The developments have come to light following the recent exit of Beamly CEO Jason Forbes, who simultaneously served as Coty’s chief digital and media officer since 2016.

A Coty spokesperson confirmed Forbes’ exit, and sent the following statement to Adweek: “After a thorough strategic review, it is now our intention for Beamly to no longer operate in its current form. This is in line with our turnaround plan as we aim for a simpler, optimized structure.”
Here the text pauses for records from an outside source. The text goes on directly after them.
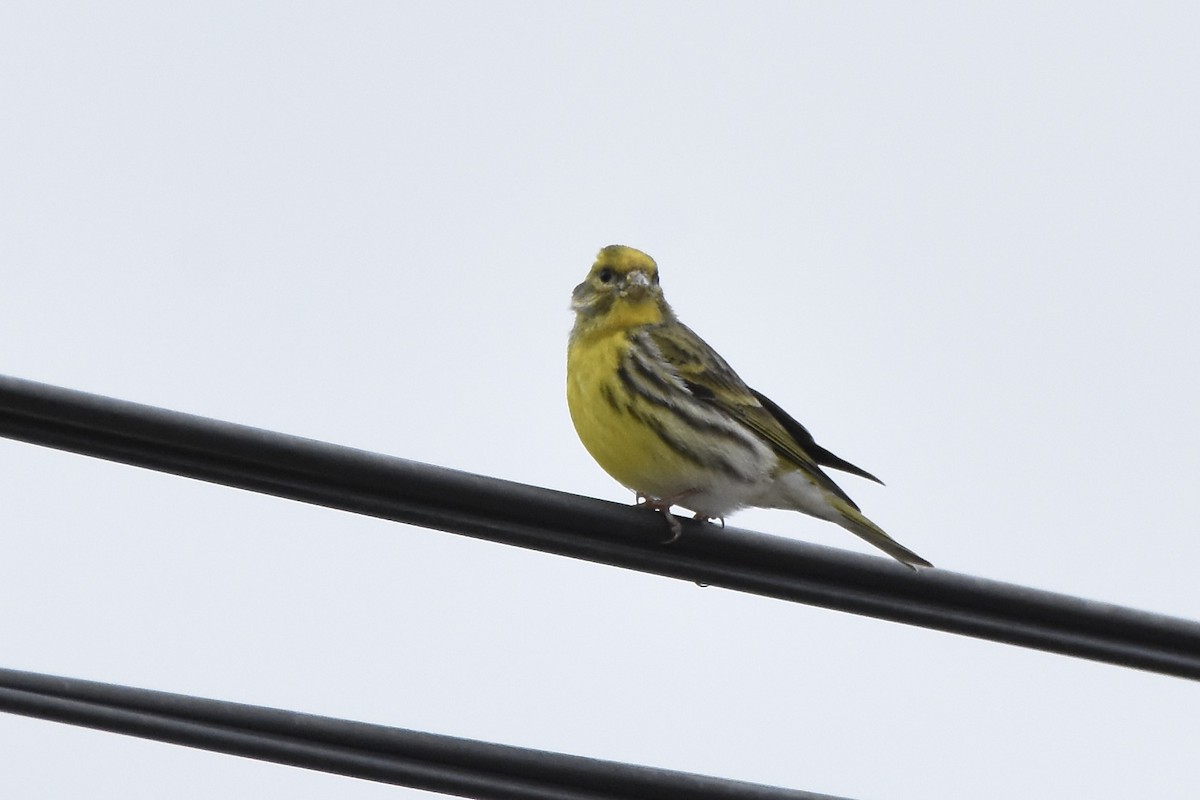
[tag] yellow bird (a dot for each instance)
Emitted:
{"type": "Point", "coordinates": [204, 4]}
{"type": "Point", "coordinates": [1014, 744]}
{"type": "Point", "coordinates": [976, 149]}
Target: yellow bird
{"type": "Point", "coordinates": [667, 417]}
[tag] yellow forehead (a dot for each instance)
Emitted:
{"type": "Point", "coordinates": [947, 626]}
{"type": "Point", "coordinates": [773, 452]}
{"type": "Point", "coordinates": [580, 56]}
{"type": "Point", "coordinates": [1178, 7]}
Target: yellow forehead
{"type": "Point", "coordinates": [623, 260]}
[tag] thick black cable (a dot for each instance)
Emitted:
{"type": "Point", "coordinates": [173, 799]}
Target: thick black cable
{"type": "Point", "coordinates": [424, 761]}
{"type": "Point", "coordinates": [585, 528]}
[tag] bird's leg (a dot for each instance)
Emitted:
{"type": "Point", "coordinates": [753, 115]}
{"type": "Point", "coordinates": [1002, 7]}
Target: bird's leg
{"type": "Point", "coordinates": [663, 505]}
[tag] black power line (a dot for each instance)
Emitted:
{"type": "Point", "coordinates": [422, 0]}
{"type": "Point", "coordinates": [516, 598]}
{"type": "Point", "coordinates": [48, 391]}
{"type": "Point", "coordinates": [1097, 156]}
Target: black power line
{"type": "Point", "coordinates": [424, 761]}
{"type": "Point", "coordinates": [585, 528]}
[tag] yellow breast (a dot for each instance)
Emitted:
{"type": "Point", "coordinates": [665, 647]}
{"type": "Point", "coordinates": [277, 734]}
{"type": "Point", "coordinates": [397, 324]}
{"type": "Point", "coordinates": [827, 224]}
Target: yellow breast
{"type": "Point", "coordinates": [622, 444]}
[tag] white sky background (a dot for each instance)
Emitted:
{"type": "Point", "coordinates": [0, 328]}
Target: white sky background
{"type": "Point", "coordinates": [959, 242]}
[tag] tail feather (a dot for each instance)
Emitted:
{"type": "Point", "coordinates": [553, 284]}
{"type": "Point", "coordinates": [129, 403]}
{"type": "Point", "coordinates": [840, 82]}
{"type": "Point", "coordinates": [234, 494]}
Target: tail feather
{"type": "Point", "coordinates": [856, 523]}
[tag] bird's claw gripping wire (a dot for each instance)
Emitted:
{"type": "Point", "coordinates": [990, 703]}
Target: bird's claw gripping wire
{"type": "Point", "coordinates": [664, 507]}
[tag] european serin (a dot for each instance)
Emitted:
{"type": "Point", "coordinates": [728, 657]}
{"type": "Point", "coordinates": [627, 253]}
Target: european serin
{"type": "Point", "coordinates": [667, 417]}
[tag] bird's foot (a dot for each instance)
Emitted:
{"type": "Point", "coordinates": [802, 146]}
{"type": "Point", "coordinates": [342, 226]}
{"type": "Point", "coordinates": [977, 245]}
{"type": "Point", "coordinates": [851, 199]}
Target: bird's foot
{"type": "Point", "coordinates": [663, 505]}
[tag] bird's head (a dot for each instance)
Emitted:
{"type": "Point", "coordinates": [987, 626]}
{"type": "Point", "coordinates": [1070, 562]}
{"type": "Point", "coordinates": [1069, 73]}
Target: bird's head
{"type": "Point", "coordinates": [622, 286]}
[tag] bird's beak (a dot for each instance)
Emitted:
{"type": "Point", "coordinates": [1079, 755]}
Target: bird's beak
{"type": "Point", "coordinates": [636, 284]}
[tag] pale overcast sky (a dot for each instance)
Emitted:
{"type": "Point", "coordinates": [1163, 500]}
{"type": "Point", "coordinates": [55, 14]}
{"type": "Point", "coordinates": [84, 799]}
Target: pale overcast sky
{"type": "Point", "coordinates": [959, 241]}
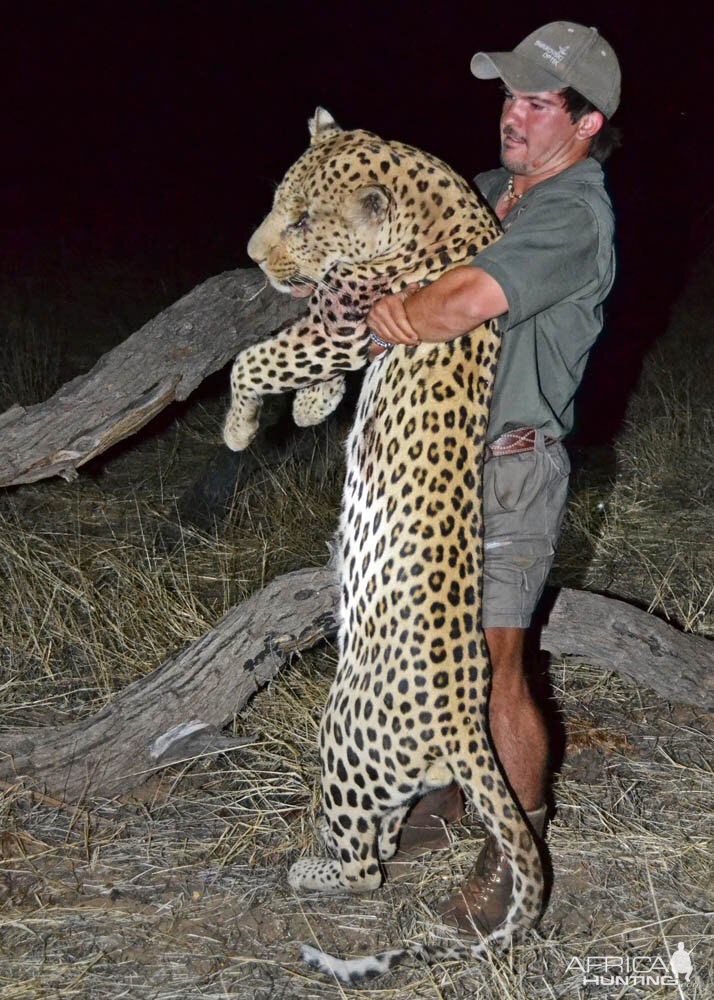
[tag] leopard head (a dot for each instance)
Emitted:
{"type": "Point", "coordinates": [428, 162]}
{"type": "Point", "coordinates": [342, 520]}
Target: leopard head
{"type": "Point", "coordinates": [353, 199]}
It remains uncertain if Beamly will continue to operate as a result of a process that will involve splitting the outfit including the potential sunsetting of the Beamly brand. Per LinkedIn, Beamly has a headcount of circa 150 employees who will now work across three units: digital media, product and engineering, and creative services. It’s currently unknown if this transition will involve layoffs, although sources say the process may involve transferring headcount.

The Coty statement outlined the move will involve transitioning digital media services to Zenith, Coty’s lead media agency as the company continues to “identify the best way forward for the other groups.”

An eventual timeline, and details in the turnaround plan are also unclear.

Coty purchased Beamly for an undisclosed sum with the digital media specialists acting as an in-house resource to help with marketing efforts across its portfolio of dozens of cosmetics brands that span the consumer, luxury, and professional sectors. During the announcement of that deal, Coty executives were keen to point out that it would continue to work with its existing roster of service providers, such as media agencies—even Beamly was required to pitch against third parties when it came to its brands’ digital RFPs. Camello Pane, who resigned as Coty CEO last year, had also said the deal would help advance efforts to engage with millennial audiences and further its ecommerce efforts. After his departure, the working relationship between the ad tech unit and its owner are understood to have deteriorated.

Since then, Coty has undergone some senior personnel changes such as the appointment of Fiona Hughes as CMO of its consumer beauty division.  This was later followed by a company-wide “turnaround plan” in July of this year that includes “simplifying our operations and organization.”